What keeps bureaucrats from acting more like jetmen? It’s not just the risk-aversion over the over-supervised. It’s also the petty tyranny of the administratively terrorized, and the casual disinterest of the chronically under-motivated. I had to sharply disagree with Maura Sullivan, the Navy’s chief of innovation, when she asserted that “it’s all about the incentives.” It’s also about staffing, education, command structures, organizational culture, and even fundamental assumptions about how militaries must do business. From the RNDF, Pete Newell of BMNT Partners (tagline: “Startups + Defense = Life-Saving Products”) may have put it best on Twitter (@peteranewell):
#Kendall on dif btw .com & .gov is .gov has a req to be fair. Last time I was shot at “being fair” isn’t what came to mind. #RNDF #DEF2015
As I wrote back in April, fairness is “an economically intractable concept.” Worse, as Colonel Newell (a former commander of the Army’s Rapid Equipping Force) points out, it’s militarily madness. ISIS does not care about fair. BMNT is on point with this; the firm sent another partner, Jackie Space, to DEF to tell us about their work connecting Silicon Valley to the Pentagon. I’m still processing her assertion that defense acquisition doesn’t require an overhaul, but just tweaking. Ultimately, I don’t care if the next new thing needs to be a jetsuit, an armored vehicle, a software suite, or a drone defense system. Whatever rulebook Defense writes for guiding its staff in making decisions about materiel, the policies mustn’t continue to be taken as convenient excuses for inaction.
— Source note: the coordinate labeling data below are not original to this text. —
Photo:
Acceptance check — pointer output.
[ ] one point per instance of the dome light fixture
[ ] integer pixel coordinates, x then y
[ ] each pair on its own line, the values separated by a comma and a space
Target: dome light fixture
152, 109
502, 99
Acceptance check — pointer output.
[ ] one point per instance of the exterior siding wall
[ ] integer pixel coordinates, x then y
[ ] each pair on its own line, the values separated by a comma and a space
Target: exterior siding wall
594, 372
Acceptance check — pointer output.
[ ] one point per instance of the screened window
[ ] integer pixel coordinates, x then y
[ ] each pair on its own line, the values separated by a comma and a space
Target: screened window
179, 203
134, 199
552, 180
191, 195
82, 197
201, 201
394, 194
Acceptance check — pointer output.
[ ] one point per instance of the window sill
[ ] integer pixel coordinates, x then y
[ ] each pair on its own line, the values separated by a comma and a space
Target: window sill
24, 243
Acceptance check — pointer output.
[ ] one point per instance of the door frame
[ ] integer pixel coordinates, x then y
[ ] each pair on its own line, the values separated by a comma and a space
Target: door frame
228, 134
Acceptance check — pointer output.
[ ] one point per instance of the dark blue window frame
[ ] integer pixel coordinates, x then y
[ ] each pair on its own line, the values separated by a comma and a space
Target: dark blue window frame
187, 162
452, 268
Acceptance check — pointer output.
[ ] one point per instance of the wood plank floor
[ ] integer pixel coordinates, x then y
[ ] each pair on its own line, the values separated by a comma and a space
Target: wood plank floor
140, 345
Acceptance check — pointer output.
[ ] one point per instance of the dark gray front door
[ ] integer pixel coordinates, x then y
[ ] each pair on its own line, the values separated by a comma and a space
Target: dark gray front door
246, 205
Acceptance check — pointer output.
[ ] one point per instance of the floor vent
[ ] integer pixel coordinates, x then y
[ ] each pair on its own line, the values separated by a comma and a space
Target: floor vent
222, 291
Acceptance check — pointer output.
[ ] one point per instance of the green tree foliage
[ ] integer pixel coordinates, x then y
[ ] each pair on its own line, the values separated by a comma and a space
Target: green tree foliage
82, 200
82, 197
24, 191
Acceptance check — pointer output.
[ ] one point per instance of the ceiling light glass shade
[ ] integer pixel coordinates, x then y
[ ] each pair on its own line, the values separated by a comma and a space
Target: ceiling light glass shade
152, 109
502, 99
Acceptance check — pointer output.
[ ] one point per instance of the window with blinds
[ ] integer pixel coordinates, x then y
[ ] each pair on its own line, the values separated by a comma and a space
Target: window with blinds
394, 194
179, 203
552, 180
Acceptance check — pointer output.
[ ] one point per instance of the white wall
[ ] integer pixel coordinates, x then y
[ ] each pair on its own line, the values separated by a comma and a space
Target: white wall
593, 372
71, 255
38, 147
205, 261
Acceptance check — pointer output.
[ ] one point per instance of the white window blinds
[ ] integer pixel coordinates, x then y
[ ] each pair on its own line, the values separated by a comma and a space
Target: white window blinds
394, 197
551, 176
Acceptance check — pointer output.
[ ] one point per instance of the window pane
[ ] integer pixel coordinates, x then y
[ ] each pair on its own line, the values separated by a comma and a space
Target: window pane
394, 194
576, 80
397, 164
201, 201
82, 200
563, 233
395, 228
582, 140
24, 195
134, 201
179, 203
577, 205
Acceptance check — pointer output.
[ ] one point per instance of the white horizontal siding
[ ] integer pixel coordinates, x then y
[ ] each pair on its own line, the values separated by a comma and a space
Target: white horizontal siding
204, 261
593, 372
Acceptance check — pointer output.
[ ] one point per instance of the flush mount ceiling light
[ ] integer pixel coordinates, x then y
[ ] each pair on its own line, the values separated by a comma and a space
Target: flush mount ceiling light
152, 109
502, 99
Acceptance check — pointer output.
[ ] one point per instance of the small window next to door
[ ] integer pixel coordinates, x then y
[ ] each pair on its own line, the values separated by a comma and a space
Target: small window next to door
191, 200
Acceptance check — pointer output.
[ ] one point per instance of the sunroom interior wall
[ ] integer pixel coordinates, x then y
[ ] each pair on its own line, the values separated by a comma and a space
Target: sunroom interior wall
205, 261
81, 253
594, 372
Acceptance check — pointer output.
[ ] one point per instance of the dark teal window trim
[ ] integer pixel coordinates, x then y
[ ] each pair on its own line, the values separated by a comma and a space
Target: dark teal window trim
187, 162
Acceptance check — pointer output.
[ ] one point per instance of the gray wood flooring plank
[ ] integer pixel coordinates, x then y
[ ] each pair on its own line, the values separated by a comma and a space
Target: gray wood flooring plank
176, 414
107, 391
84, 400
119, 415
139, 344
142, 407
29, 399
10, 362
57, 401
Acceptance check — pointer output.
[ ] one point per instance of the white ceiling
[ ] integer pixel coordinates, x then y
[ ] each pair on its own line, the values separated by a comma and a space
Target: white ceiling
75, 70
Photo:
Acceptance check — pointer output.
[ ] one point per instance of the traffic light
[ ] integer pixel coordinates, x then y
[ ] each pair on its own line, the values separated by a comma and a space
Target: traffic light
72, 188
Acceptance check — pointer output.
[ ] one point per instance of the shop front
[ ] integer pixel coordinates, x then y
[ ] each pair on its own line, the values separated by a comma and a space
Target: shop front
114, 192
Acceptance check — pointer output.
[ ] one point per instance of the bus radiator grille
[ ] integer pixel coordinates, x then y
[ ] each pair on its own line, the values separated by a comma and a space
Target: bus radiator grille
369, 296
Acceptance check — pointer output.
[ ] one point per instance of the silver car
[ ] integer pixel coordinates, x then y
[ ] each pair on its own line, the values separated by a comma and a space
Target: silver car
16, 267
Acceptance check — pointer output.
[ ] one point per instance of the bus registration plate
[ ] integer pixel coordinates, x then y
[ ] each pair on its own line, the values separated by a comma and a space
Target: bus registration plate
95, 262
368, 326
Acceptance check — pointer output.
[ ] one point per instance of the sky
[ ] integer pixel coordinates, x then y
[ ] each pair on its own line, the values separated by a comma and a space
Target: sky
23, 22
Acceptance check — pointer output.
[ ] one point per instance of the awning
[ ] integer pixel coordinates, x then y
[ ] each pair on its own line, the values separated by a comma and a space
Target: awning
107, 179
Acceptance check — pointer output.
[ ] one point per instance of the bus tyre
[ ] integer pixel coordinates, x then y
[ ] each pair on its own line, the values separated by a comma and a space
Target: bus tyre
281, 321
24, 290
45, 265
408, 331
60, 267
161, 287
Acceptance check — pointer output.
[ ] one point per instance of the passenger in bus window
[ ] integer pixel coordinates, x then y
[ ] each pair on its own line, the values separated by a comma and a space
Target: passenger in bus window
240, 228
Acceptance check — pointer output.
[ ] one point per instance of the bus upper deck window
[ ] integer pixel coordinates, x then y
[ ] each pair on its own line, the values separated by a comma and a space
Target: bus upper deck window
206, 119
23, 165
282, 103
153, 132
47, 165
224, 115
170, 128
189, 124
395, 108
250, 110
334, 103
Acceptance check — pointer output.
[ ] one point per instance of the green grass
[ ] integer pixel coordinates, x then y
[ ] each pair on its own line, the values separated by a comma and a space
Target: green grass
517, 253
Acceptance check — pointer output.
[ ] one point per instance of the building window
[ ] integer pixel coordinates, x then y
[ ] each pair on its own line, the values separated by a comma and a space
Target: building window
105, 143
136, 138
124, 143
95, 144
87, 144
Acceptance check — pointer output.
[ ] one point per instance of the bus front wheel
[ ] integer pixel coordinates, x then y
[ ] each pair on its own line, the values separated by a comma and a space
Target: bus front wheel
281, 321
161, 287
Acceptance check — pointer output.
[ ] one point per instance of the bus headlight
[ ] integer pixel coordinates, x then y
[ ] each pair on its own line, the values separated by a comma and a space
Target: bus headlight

The mass drone-selfie at the conference didn’t come off, because the drone was broken and couldn’t come out. So I guess that I’m still safe from the swarms of flying killer robots. When they do show up, though, I won’t call the Pentagon for help. Because Skynet will have another hundred days in which to hunt me down while the GAO is regrading the papers.
James Hasík is a senior fellow at the Brent Scowcroft Center on International Security. The Atlantic Council was a sponsor of DEF 2015.